Orlando-based charity returns for film
Published: Wednesday, March 23, 2011
Updated: Wednesday, March 23, 2011 14:03
At its core, Renee is love story. Based off a real life boy-meets-girl story, the love that develops isn't rooted in romance.
Renee, currently filming in Orlando, documents how one boy — Jamie Tworkowski — created, and one girl — Renee Yohe — inspired the idea of love as a movement through the founding of the nonprofit organization To Write Love On Her Arms, which helps support people struggling with depression, addiction, self-injury and suicide.
"In this whole thing, from the beginning, from To Write Love on Her Arms taking off, to even tonight, it's just been this exaggerated response to one persons dream," Tworkowski said.
The film chronicles 19-year-old Yohe, played by Kat Dennings' (Nick and Norah's Infinite Playlist) battle with drug and alcohol addiction, as well as self-injury, and how Tworkowski, played by Chad Michael Murray (One Tree Hill), and his friends helped her recover and get the help she needed — all of which took place in Orlando and led to the founding of TWLOHA (www.twloha.com).
By filming throughout Orlando, Tworkowski hopes it will make the recreation of the events that much more personal and realistic. The local production is also giving UCF cinema studies students the ability to test their skills working on a large-scale production while still in school.
UCF senior Michael Dris and junior Sarah Glaze, both cinema studies majors, landed jobs on the set of Renee as extra coordinators.
"It's really cool being on an actual film set," Dris said. "You actually learn a lot by just being here and seeing what's going on compared to just learning about what we're supposed to do in these situations in classes."
Dris and Glaze are in charge of recruiting and organizing necessary extras for the film, for scenes such as the "music festival shoot," filmed March 3 on Wall Street in Downtown Orlando, which called for 1,000 extras to help recreate the 2006 Florida Music Festival.
The students said they helped blast local media outlets with casting information, and used their UCF connections to try to recruit film students by sending out emails and posting fliers about the filming in the department's building.
Their tactics worked and the street was filled with people, young and old, dancing and clapping on command under the bright set lights, as the bands Paper Route and Between the Trees jammed — sometimes without even making a sound — on stage.
"It's really surreal to be able to be here everyday and get to see these people that get to do this everyday for a living and learn about all the stuff they do," Glaze said.

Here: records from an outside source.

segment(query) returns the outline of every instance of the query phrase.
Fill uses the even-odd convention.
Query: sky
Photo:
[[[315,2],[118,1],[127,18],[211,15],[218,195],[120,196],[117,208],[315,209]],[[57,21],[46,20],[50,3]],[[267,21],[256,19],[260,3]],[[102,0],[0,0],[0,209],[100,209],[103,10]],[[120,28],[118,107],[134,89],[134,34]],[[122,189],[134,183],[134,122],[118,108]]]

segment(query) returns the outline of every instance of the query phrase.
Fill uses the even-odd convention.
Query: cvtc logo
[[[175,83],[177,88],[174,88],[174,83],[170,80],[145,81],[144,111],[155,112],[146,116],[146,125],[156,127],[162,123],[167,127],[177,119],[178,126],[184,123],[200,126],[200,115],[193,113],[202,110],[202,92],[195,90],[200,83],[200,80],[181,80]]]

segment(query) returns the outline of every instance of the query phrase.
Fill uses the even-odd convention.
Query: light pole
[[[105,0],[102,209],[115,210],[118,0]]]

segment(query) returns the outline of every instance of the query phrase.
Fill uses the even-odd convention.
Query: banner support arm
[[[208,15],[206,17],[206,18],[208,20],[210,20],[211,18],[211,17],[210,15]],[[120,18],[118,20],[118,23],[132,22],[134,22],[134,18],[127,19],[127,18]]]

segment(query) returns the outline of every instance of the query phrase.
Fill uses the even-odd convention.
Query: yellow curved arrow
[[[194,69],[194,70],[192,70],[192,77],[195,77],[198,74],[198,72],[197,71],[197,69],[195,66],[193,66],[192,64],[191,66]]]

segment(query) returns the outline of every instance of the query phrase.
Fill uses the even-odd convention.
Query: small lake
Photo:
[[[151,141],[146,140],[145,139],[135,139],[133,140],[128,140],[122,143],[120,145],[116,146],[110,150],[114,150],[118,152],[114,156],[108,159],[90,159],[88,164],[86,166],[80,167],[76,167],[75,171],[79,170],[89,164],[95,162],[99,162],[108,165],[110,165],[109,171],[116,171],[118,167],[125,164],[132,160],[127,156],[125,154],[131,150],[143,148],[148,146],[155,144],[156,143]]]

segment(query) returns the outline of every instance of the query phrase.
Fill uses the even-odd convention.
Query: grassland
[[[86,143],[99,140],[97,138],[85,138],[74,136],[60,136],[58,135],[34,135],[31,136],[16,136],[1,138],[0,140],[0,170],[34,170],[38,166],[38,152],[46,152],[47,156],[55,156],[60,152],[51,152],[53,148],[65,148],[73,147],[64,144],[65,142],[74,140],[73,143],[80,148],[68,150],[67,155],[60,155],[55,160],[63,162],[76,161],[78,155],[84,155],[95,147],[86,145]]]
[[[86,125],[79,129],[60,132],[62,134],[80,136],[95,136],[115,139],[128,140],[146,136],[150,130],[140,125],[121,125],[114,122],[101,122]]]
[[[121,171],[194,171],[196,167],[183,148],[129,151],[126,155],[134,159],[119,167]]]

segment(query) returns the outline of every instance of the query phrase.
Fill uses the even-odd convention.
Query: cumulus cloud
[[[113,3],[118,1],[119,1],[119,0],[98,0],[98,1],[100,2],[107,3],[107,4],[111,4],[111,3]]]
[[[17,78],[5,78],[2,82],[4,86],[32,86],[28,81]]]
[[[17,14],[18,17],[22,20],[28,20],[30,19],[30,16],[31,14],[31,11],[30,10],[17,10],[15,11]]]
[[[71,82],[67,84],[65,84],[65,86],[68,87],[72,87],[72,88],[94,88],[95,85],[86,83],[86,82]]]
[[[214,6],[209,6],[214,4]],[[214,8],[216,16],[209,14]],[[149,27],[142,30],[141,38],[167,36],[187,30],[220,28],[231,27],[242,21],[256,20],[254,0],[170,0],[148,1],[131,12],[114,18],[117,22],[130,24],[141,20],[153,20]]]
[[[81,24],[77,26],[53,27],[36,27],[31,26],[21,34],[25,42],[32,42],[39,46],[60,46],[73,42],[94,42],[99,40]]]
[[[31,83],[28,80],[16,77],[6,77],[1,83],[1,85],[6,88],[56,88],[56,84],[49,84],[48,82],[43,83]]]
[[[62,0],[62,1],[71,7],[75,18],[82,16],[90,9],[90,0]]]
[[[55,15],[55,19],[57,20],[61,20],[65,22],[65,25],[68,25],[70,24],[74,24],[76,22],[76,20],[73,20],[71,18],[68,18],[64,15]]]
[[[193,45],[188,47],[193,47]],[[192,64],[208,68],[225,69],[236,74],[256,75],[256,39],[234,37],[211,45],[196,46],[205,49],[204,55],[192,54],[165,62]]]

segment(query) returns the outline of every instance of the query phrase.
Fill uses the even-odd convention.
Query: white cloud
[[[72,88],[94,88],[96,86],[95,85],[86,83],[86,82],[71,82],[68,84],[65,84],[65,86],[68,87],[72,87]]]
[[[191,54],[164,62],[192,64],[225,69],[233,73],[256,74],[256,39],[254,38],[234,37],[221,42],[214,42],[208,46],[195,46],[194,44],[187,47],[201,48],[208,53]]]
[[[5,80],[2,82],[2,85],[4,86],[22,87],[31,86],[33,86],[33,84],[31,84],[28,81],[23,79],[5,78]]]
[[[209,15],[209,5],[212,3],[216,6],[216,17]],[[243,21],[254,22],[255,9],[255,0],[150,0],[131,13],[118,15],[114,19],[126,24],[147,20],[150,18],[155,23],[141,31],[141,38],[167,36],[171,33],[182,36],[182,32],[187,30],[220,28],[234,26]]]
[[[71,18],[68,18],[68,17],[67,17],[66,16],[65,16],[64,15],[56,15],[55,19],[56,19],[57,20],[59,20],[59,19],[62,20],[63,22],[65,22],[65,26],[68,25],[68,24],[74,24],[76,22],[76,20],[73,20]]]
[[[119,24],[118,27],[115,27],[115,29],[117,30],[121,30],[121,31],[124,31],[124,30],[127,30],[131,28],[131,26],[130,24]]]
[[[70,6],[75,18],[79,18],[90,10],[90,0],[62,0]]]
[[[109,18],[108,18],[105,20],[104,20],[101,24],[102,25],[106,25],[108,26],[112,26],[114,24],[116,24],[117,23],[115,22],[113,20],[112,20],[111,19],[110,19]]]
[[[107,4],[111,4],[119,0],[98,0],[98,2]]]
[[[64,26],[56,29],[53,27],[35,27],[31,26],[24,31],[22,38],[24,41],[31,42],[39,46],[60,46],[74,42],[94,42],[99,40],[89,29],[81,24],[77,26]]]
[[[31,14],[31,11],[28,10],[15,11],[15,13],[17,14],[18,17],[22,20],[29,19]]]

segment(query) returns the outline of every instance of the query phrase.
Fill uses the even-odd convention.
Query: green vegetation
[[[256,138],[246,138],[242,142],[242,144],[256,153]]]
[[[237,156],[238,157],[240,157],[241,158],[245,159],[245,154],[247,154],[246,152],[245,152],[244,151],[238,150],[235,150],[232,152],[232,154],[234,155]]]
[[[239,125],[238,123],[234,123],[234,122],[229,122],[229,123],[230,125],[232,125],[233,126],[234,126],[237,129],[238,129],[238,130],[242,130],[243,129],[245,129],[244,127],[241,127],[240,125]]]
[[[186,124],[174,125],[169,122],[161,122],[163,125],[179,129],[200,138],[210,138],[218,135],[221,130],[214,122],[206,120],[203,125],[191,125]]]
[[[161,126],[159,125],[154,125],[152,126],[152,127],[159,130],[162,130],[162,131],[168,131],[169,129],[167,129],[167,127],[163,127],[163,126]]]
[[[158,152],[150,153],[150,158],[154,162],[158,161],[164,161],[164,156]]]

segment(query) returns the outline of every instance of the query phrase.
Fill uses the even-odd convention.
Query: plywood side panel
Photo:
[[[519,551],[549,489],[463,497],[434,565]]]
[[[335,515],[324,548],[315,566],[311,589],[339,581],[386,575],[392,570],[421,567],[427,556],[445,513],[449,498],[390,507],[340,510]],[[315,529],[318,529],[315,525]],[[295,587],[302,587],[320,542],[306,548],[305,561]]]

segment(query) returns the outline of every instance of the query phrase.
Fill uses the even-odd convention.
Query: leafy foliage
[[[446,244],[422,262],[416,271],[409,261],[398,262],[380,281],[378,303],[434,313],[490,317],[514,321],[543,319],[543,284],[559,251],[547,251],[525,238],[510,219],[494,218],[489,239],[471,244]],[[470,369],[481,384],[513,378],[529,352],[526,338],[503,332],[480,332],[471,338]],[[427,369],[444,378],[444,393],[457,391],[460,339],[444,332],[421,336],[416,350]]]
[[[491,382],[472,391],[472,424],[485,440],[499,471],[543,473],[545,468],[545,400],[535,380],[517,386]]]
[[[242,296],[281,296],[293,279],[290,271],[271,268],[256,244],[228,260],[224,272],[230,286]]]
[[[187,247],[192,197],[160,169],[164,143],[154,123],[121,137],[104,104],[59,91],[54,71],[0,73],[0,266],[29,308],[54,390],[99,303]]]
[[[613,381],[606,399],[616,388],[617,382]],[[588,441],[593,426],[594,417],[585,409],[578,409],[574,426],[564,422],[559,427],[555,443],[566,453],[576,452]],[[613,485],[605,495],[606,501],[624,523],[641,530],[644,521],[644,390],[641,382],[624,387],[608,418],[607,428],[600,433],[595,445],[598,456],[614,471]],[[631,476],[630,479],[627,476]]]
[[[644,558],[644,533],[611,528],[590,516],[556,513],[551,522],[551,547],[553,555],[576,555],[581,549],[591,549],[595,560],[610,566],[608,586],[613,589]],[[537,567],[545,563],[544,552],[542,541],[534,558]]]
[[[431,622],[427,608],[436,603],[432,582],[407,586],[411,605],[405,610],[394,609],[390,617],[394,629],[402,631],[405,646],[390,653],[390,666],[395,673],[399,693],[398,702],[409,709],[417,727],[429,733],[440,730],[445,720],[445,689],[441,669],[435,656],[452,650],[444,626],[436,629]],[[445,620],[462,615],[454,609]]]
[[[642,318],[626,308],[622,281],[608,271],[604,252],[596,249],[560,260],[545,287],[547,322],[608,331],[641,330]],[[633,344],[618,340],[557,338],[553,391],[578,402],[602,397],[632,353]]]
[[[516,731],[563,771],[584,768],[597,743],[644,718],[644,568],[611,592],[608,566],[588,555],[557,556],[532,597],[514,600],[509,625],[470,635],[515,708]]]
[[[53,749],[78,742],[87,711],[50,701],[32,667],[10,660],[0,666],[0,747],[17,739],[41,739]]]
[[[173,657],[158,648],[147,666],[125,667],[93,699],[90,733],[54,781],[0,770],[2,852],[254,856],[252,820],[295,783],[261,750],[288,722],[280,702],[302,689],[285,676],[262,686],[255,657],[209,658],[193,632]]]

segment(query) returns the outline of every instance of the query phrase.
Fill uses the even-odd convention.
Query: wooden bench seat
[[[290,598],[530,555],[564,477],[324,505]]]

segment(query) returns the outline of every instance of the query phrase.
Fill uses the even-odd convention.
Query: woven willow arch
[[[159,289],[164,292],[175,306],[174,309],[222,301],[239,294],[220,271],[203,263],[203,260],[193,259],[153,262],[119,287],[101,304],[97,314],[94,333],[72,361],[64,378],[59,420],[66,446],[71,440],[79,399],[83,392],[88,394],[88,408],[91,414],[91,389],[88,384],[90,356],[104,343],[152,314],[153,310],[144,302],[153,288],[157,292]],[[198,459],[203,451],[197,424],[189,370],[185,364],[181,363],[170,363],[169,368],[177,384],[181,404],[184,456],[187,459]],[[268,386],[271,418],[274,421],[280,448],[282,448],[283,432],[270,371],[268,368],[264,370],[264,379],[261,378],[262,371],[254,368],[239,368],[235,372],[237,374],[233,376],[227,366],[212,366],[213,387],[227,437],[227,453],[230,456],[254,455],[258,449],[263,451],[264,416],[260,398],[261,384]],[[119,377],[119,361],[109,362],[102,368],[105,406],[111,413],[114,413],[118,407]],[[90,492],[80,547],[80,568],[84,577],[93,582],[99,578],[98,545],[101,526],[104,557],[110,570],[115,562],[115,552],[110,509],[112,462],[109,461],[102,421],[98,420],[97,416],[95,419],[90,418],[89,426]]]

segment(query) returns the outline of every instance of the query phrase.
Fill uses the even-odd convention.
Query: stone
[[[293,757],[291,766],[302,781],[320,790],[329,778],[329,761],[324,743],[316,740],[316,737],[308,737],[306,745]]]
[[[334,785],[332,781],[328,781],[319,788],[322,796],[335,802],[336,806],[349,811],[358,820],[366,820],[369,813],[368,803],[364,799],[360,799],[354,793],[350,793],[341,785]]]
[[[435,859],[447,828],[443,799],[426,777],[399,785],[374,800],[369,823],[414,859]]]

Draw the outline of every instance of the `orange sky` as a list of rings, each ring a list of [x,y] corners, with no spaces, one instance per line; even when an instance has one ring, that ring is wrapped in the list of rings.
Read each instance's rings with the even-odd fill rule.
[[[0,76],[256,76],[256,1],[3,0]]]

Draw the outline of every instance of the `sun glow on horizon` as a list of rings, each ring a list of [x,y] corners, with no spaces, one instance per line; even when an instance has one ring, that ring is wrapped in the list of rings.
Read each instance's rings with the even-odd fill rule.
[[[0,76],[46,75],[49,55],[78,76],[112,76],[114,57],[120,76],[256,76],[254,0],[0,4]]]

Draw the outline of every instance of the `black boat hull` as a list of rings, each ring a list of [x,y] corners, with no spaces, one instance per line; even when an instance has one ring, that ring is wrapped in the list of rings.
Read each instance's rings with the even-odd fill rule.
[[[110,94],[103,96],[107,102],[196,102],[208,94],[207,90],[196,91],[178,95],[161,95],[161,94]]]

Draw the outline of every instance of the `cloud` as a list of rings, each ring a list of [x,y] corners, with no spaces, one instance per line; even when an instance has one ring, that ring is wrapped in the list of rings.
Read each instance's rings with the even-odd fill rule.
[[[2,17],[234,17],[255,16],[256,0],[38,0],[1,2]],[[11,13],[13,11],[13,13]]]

In between takes, Tworkowski took the stage to address the crowd after filming from 8 p.m. to well into the early morning hours the next day.
"Hopefully a year from now, people will be sitting in a theater and the people watching will feel less alone because of what they're seeing because of this story," Tworkowski said.
The film, directed by Nathan Frankowski (No Saints For Sinners), has no set release date, but filming is set to wrap March 29.
"If our website can be a resource, if it can be a source of encouragement and hope to anyone and everyone, we would love that," Tworkowski said. "Thank you guys for being part of our story."